The novel “Wind’s Garden” features the painter and became a best seller and a highly popular SBS drama, currently on TV.

Next month, the movie “The Drawing of Beautiful Women” is in the lineup, and thousands of people recently swarmed to a special exhibition of Shin’s paintings, including his “Drawing of a Beautiful Woman,” at Gansong Art Gallery.

Shin’s rise as a cultural icon lies in the exceptional yet mysterious fascination with his life. There is almost no official record of Shin. We only know that he was kicked out of government for painting vulgar pictures. There are theories as to whether he really belonged to an official painting body. However, he enjoyed painting gibang scenes, where high-class men would be entertained with song and poetry, an unprecedented subject for art then.

In the TV drama, the painter is a woman dressed as a man who feels affection for her male master, Danwon Kim Hong-do.

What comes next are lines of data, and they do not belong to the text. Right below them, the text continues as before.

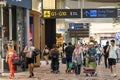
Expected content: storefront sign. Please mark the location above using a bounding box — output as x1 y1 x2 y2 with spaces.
5 0 32 9
83 8 117 18
43 9 81 18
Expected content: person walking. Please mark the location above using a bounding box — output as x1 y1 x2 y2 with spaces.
65 42 75 73
24 40 35 78
103 41 109 68
43 45 49 65
6 44 16 79
107 40 118 77
96 44 102 65
72 43 83 75
50 44 60 73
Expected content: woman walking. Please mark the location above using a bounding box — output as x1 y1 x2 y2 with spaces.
6 45 16 79
72 43 83 75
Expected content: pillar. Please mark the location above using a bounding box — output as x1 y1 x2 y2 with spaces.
26 9 30 42
0 5 4 74
9 5 12 40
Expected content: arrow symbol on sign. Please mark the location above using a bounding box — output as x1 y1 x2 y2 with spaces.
84 11 89 16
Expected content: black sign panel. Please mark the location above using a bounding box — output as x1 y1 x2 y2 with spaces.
83 8 117 18
69 23 89 38
43 9 81 18
5 0 32 9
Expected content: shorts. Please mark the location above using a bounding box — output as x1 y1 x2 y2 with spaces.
26 58 34 64
108 58 116 66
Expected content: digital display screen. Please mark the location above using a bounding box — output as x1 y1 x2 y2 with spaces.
83 8 117 18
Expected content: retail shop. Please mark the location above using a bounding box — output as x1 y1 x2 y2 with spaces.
0 0 32 73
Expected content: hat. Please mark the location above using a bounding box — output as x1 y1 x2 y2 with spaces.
89 42 94 45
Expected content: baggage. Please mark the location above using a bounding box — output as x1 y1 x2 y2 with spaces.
62 57 66 64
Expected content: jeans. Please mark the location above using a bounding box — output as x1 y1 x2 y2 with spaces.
66 56 72 70
97 54 101 65
74 63 81 75
104 55 109 68
51 58 59 71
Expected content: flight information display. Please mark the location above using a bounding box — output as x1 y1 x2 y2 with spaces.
83 8 117 18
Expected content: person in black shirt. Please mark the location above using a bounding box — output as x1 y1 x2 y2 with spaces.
65 42 75 73
103 41 109 68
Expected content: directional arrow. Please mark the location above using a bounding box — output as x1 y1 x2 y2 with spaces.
84 11 89 16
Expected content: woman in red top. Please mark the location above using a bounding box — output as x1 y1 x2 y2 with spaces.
6 45 16 79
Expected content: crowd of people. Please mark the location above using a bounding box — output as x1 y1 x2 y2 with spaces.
5 39 120 79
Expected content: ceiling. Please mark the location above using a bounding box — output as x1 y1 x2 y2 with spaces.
72 0 120 3
87 0 120 3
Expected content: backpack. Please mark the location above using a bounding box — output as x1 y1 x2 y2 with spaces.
52 50 58 59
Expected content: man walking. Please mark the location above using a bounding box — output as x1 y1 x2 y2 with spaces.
65 42 74 73
107 40 118 77
103 41 109 68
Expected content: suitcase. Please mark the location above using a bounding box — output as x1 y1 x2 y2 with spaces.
62 57 66 64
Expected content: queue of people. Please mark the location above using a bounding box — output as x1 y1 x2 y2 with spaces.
5 39 120 79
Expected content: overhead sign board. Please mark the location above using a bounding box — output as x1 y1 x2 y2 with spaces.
69 23 89 38
69 23 89 30
83 8 117 18
43 9 81 18
5 0 32 9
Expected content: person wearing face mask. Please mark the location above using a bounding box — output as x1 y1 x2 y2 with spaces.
24 40 35 78
72 43 83 75
85 42 97 76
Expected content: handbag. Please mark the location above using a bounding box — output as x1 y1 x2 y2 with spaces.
12 55 20 65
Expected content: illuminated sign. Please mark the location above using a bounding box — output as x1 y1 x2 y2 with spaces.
5 0 31 9
69 23 89 38
83 8 117 18
43 9 81 18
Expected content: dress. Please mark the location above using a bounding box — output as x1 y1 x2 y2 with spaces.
7 50 16 77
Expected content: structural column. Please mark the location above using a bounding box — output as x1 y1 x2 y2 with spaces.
26 9 30 43
1 5 3 73
9 5 12 40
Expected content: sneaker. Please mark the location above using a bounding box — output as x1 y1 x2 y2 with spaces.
29 75 32 78
113 73 117 77
31 72 34 76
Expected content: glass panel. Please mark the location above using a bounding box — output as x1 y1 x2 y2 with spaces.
16 8 23 53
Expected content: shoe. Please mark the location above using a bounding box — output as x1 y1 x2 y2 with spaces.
113 73 117 77
31 72 34 76
29 75 32 78
9 76 13 79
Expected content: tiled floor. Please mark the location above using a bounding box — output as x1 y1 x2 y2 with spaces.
1 59 120 80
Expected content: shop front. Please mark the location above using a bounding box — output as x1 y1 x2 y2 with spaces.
0 0 32 73
30 0 42 66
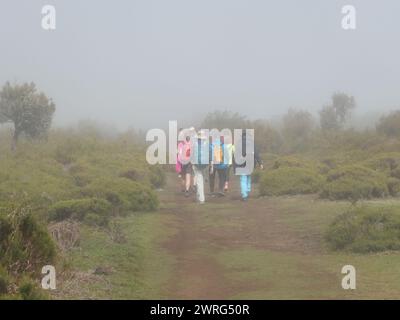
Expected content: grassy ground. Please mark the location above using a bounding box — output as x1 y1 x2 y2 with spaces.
54 211 178 299
56 173 400 299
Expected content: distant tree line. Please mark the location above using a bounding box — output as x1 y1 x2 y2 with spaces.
201 92 400 154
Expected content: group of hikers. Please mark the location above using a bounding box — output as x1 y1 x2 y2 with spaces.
175 127 264 204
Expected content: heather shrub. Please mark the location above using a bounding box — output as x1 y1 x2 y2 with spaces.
326 206 400 253
320 165 389 201
259 167 324 196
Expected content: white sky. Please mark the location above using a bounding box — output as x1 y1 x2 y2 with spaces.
1 0 399 129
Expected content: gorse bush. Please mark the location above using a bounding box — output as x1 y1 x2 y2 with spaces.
82 177 158 214
387 178 400 196
272 155 326 173
0 199 56 299
320 165 389 201
257 154 400 201
258 155 325 196
0 154 76 207
326 206 400 253
259 167 324 196
1 215 57 276
18 277 48 300
17 214 57 272
362 152 400 177
148 165 167 189
0 216 12 251
48 198 112 226
0 266 9 295
251 168 263 184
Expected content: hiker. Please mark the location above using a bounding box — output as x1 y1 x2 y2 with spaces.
222 134 235 192
209 135 229 196
234 130 263 201
191 130 210 204
177 129 193 197
188 127 197 194
176 128 184 188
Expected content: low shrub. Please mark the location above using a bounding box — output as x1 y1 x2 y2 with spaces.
251 169 263 184
387 178 400 196
18 277 48 300
119 169 142 181
325 206 400 253
272 155 326 172
48 220 80 251
0 197 57 300
0 209 56 275
48 198 112 226
259 167 324 196
362 152 400 176
148 165 166 189
320 165 389 201
0 266 9 295
82 177 158 214
18 215 57 271
0 216 12 252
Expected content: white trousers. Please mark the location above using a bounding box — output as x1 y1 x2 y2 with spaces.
193 165 208 203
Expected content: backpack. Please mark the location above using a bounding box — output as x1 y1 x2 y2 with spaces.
178 141 191 163
185 145 191 158
213 143 223 164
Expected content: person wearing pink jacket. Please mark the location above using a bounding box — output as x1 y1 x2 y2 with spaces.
177 135 193 197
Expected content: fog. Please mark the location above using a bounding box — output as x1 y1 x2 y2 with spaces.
1 0 399 130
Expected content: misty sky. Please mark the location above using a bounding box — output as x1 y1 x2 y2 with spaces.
1 0 399 129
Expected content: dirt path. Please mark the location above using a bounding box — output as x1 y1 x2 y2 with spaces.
159 173 319 299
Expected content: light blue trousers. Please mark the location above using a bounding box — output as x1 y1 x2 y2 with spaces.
240 175 252 199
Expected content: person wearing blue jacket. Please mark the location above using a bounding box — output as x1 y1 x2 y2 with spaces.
209 136 229 196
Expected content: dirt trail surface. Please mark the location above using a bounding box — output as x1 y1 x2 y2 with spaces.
160 173 319 299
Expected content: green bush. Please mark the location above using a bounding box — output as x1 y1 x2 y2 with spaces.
49 198 112 226
148 165 166 188
84 212 108 226
387 178 400 196
119 169 142 181
0 216 12 252
251 168 263 184
68 163 93 187
18 277 48 300
82 177 158 214
377 111 400 138
272 155 326 172
362 152 400 176
0 266 9 295
326 206 400 253
19 215 57 267
320 165 389 201
259 167 324 196
0 209 56 275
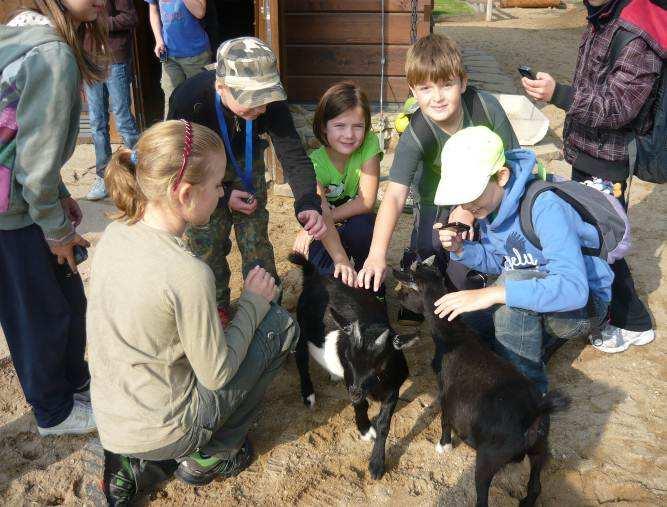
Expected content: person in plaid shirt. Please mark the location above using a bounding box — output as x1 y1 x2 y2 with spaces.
520 0 664 353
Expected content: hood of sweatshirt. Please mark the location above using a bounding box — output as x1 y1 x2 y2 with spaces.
488 148 537 231
0 23 64 75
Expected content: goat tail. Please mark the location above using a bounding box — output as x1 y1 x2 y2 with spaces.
538 390 571 415
525 390 571 448
288 252 317 278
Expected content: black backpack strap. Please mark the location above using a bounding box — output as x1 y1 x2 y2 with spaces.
409 108 439 168
608 28 640 70
519 180 546 251
462 86 492 129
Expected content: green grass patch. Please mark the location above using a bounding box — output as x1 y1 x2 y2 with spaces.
433 0 476 16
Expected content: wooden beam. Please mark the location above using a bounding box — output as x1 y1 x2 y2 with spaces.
284 13 429 45
283 0 430 12
284 45 409 77
284 75 410 103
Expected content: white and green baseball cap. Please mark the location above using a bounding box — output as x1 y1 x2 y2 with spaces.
434 126 506 206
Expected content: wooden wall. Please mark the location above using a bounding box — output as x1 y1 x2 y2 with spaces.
280 0 432 103
1 1 29 22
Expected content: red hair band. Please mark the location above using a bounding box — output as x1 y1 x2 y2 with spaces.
172 120 193 190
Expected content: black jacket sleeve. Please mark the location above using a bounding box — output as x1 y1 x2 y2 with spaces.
550 83 574 111
265 101 321 216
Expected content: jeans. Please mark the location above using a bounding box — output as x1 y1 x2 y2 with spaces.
132 304 298 461
467 270 609 394
161 50 212 118
84 61 140 178
0 225 89 427
571 168 652 331
309 213 376 274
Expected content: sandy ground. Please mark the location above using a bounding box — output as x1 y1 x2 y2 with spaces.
1 6 666 506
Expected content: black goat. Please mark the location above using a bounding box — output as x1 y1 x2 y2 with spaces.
289 253 417 479
393 259 570 507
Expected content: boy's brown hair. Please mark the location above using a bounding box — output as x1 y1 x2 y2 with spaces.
313 81 372 146
405 33 467 87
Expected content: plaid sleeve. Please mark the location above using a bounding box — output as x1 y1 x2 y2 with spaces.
567 37 661 129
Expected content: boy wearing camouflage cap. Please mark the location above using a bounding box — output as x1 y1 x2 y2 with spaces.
168 37 326 323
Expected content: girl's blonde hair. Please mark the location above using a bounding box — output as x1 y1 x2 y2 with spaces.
106 121 226 224
10 0 109 84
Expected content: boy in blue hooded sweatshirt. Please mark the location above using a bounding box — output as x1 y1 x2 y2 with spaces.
433 126 613 393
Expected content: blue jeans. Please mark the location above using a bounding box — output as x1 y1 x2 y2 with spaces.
84 61 139 178
467 270 609 394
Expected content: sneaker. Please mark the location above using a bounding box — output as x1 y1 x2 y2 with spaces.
73 379 91 403
102 451 177 506
86 176 107 201
175 438 254 486
397 307 424 325
590 324 655 353
37 399 96 436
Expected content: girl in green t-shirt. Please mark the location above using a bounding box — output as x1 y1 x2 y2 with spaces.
292 82 382 286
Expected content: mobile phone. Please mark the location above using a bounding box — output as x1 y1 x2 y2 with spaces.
244 194 256 205
73 245 88 265
445 222 471 234
518 65 536 80
159 48 168 63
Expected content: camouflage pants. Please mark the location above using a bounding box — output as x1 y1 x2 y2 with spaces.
185 158 277 308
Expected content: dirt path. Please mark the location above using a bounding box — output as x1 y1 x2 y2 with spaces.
1 6 665 506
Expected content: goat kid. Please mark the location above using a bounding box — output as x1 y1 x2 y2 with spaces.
289 253 417 480
393 259 570 507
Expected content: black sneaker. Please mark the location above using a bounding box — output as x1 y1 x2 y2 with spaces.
397 307 424 325
174 438 254 486
102 450 176 506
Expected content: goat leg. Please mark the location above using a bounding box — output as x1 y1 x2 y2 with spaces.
368 390 398 480
520 434 548 507
295 339 315 408
353 399 374 440
474 451 507 507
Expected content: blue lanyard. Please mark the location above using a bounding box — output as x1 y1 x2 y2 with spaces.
215 97 255 194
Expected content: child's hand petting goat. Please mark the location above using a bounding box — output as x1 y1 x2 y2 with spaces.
434 286 505 321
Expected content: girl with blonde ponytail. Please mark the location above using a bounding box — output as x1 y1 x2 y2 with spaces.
0 0 109 438
88 121 298 503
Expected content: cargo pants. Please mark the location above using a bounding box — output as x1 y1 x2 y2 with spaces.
185 153 278 308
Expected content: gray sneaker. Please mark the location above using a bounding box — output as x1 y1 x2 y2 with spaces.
86 176 107 201
37 399 97 437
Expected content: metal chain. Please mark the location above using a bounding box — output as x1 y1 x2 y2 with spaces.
410 0 418 44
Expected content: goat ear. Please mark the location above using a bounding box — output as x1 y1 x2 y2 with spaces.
392 333 419 350
374 329 391 350
422 255 436 267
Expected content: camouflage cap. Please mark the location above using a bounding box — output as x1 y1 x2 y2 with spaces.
210 36 287 108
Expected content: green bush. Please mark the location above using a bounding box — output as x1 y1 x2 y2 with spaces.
433 0 476 16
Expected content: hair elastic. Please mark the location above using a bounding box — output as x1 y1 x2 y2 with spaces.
172 120 193 190
130 149 139 167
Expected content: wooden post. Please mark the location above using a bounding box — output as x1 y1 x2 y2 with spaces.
486 0 493 21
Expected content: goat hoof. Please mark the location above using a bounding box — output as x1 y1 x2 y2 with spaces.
304 393 316 410
360 427 377 441
435 442 452 454
368 459 385 480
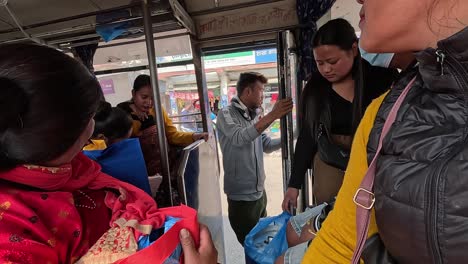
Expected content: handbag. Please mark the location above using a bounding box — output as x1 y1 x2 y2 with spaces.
351 77 417 264
316 124 350 171
116 205 200 264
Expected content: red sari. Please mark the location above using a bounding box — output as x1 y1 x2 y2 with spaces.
0 153 165 264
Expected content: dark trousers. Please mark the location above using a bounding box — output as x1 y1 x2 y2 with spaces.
227 191 267 246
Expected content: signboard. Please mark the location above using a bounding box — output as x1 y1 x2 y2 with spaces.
255 48 277 64
194 0 297 40
99 79 115 95
202 48 276 69
157 53 193 64
204 51 255 69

The drama has been spiced by establishing that King Jeongjo, who wanted to see the lives of ordinary people through Shin’s paintings, financially supported the artist.

Of course, Shin was male and the theory goes that he was highly influenced by Danwon. In another novel, “Color Sharaku,” Shin is the genius painter Sharaku Tosushai, who appeared and disappeared like a comet in Japanese art history.

The appeal of Shin’s work lies in his sophisticated brushwork and bold colors to depict married women’s repressed sexual desire.

If Danwon’s genre paintings were praised early on for humorously drawing the lives of common people, Shin’s paintings have been discovered belatedly by modern art lovers.

In reality, Shin is famous for drawing bold obscenity.

In the drama, it is King Jeongjo who gladly accepted Shin’s drawings when original real landscape drawings, divorced from the influence of Chinese imaginary landscape drawing, began to flourish. “During the late Joseon Dynasty, when [artists] began to appreciate nature through travel accounts at Mount Kumgang, they began to recognize and give artistic form to sex,” Kim Heon-seon, a professor at Gyeonggi University, wrote. This is the background against which obscene paintings, genre paintings and real landscape paintings appeared in our painting history, which all started with a recognition of the individual.


The writer is a deputy culture and sports editor of the JoongAng Ilbo.